Domestic Students must be enrolled in a health plan that is compliant with the Affordable Care Act (ACA):
- Provide the Essential Minimum Benefits required by the PPACA with no annual limits. A list of the benefits can be found here: https://www.healthcare.gov/glossary/essential-health-benefits/ .
- Contain no exclusions (or waiting periods) for pre-existing conditions.
- Covers 100% of Preventive Care as defined by the PPACA. A list of these preventive services can be found here: https://www.healthcare.gov/coverage/preventive-care-benefits/.
- And provide the following coverage benefits:
- Ambulatory (i.e. Outpatient) patient services
- Emergency Services
- Hospitalization
- Maternity and newborn care
- Mental health and substance use disorder services
- Prescriptions drugs
- Rehabilitative and habilitative services and devices
- Laboratory services
- Chronic disease management
NOTE: The following plan(s) will NOT be acceptable for waiver approval:
- Short-term coverage plans are not accepted.
- Financial Assistance plans are not accepted.

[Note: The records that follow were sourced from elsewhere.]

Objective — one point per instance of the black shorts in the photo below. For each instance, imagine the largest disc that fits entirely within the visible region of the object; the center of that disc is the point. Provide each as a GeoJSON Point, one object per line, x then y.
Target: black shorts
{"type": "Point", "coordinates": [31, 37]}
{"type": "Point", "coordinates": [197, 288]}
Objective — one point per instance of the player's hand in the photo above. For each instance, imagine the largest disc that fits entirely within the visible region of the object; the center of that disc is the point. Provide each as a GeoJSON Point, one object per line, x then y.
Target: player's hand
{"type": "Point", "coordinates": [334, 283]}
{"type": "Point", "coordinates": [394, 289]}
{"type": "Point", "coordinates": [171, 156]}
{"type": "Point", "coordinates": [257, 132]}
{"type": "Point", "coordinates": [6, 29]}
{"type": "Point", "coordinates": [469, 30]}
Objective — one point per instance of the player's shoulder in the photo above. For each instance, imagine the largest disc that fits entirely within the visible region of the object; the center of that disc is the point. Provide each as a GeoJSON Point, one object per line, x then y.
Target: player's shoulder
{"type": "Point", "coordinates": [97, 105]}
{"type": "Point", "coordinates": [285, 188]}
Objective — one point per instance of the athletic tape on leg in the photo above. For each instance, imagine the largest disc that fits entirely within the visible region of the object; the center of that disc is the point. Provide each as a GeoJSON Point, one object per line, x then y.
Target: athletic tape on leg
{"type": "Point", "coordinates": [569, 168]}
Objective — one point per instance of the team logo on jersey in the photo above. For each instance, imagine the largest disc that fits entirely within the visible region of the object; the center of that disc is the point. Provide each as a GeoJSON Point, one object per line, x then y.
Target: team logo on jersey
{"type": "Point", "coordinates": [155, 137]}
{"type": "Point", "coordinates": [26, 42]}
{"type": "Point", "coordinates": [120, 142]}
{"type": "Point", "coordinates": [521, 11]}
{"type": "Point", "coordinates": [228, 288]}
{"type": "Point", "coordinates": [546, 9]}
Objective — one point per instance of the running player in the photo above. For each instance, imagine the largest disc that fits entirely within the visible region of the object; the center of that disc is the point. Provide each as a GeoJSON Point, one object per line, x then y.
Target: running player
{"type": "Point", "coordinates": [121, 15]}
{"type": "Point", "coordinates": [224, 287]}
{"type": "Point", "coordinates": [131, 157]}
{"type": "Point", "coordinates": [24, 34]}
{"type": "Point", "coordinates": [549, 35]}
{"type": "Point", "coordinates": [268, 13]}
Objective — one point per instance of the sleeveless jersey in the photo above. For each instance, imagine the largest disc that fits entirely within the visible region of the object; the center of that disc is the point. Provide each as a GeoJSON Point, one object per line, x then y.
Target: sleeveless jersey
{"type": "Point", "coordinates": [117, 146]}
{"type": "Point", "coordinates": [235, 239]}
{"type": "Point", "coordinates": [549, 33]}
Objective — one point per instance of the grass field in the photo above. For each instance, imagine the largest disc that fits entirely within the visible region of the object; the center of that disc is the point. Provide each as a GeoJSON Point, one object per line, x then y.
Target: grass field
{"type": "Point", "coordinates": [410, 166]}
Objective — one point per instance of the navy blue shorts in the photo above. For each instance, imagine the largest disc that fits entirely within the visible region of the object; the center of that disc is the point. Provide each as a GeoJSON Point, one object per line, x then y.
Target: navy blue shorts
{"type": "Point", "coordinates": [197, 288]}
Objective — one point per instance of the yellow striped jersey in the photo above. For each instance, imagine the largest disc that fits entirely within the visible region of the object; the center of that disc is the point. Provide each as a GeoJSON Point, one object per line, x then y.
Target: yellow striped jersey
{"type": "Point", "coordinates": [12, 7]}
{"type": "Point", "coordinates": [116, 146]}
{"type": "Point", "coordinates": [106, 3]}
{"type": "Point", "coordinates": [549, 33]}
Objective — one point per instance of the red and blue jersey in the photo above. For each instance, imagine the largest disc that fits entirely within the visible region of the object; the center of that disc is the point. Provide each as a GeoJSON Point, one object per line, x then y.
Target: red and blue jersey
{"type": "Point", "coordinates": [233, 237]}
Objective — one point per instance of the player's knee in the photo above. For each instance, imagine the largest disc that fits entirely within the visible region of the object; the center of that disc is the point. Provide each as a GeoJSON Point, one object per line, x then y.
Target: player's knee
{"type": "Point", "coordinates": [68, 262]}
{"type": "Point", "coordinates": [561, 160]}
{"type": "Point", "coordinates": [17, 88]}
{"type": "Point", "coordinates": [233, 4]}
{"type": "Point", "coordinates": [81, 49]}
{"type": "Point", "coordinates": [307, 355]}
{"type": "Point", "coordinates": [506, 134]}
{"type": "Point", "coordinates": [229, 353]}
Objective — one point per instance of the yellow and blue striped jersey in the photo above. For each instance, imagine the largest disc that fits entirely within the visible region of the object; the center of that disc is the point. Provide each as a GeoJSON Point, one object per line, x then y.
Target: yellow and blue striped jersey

- Travel plans or plans that require you to pay for treatment yourself and then apply for reimbursement are not accepted.
- Out of State Medicaid
International Students must be enrolled in a health plan that meets the following minimum requirements:
Student is enrolled in a plan that us compliant with the ACA.
- Provide the Essential Minimum Benefits required by the PPACA with no annual limits. A list of the benefits can be found here: https://www.healthcare.gov/glossary/essential-health-benefits/ .
- Contain no exclusions (or waiting periods) for pre-existing conditions.
- Covers 100% of Preventive Care as defined by the PPACA. A list of these preventive services can be found here: https://www.healthcare.gov/coverage/preventive-care-benefits/.
And provide the following coverage benefits:
- Ambulatory (i.e. Outpatient) patient services
- Emergency Services
- Hospitalization
- Maternity and newborn care
- Mental health and substance use disorder services
- Prescriptions drugs
- Rehabilitative and habilitative services and devices
- Laboratory services
- Chronic disease management
- Repatriation expenses in the amount of no less than $25,000.
- Expenses associated with the medical evacuation of the insured to the insured’s home country of no less than $50,000.
If the health plan does not include medical evacuation and repatriation, a rider must be purchased providing coverage at equal limits.
NOTE: The following plan(s) will NOT be acceptable for waiver approval:
- Short-term coverage plans are not accepted.
- Healthcare Sharing Plans.
- Financial Assistance plans.
- Travel plans or plans that require you to pay for treatment yourself and then apply for reimbursement are not accepted.